Documents obtained recently by Palestine Action under Freedom of Information (FOI) have exposed direct collusion between then Home Secretary Priti Patel, Elbit Systems, and police agencies in the targeting of its activists. A cover note prepared by a Private Secretary in the Home Office on March 2, 2022, stated that government “officials have been in contact with the police about PA [Palestine Action].”

In April 2023, Elbit Systems UK met with Policing Minister Chris Philp and a representative from the Attorney General’s office to discuss “threats to manufacturing at Elbit Systems from protest groups”.

Police surround protesters at outside Elbit Bristol HQ, January 18, 2023 [Photo: Palestine Action]

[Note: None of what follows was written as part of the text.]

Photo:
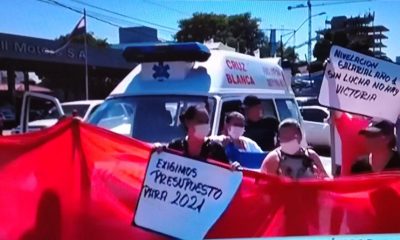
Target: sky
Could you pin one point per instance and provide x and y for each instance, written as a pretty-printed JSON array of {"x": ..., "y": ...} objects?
[{"x": 38, "y": 18}]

A note prepared for that meeting complained, “Although there have been successful prosecutions of Palestine Action members, there have been multiple instances of charges being dropped and defendants acquitted by juries and magistrates.” Other documents obtained under FOI show Israeli Embassy officials intervening via Douglas Wilson, Director General of the Attorney General’s Office, over legal rights available to PA activists at trial, resulting in their acquittal by juries. As PA notes, the Israeli embassy’s intervention “coincided with the courts increasingly disallowing activists to argue that their actions were proportional to the crimes of the weapons factories they disrupted.”

PA concluded: “The first of Palestine Action’s activists to receive a conviction did so on the 29th of March, 2022—shortly after Patel and [Elbit UK CEO Martin] Fausset’s meeting—and it’s likely that political interference has shaped the outcomes of cases against us. Furthermore, the police have escalated their use--and subsequent abuse--of counter-terrorism powers to indefinitely keep activists in detention, though Palestine Action simply does not fit the definition of a terrorist organisation.”

Huda Ammori, co-founder of Palestine Action, told a CAGE International meeting on Sunday that political and foreign interference in the targeting and prosecution of the group’s activists was an abuse of process and that consequently “the charges have to be dropped.”

Lawfare against pro-Palestinian activists is being intensified, led by Sir Keir Starmer’s government, with the mounting use of anti-terror laws to suspend fundamental democratic rights and criminalise dissent. As Director of Public Prosecutions (2008-2013), Starmer helped spearhead the US-led political vendetta against WikiLeaks founder Julian Assange, colluding with Swedish authorities to prevent the resolution of state-manufactured sexual assault allegations in that country aimed at preparing the ground for his onward extradition to the US.

More than one year since Israel launched “Operation Swords of Iron”, backed by US and British imperialism, with the aim of exterminating the Palestinians in Gaza and obliterating their culture, the only people behind bars are those who have protested Israel’s crimes against humanity.

While anti-genocide protestors are being persecuted in Britain under the Terrorism Act, Israel is escalating its campaign of state terror against the Palestinian people. The carpet bombing of Gaza has killed 43,400 Palestinians since October 7, including 16,700 children—equal to one child murdered every 30 minutes. Thousands more Palestinians are buried under rubble. Starmer’s support for these measures, declaring Israel’s “right to self-defence”, is bound up with the broader aims of imperialism, including a regional war targeting Iran, aimed ultimately against Russia and China.

Palestine Action’s “direct action” methods of individual protest serve to deflect young people from Marxism, the working class, and the struggle for socialism. Only the working class on a world scale has the power to defeat imperialism. But notwithstanding our fundamental disagreements with the perspective and class orientation of PA, the Socialist Equality Party denounces the state attacks on its activists and members and calls for the widest political mobilisation by workers and young people to secure their freedom.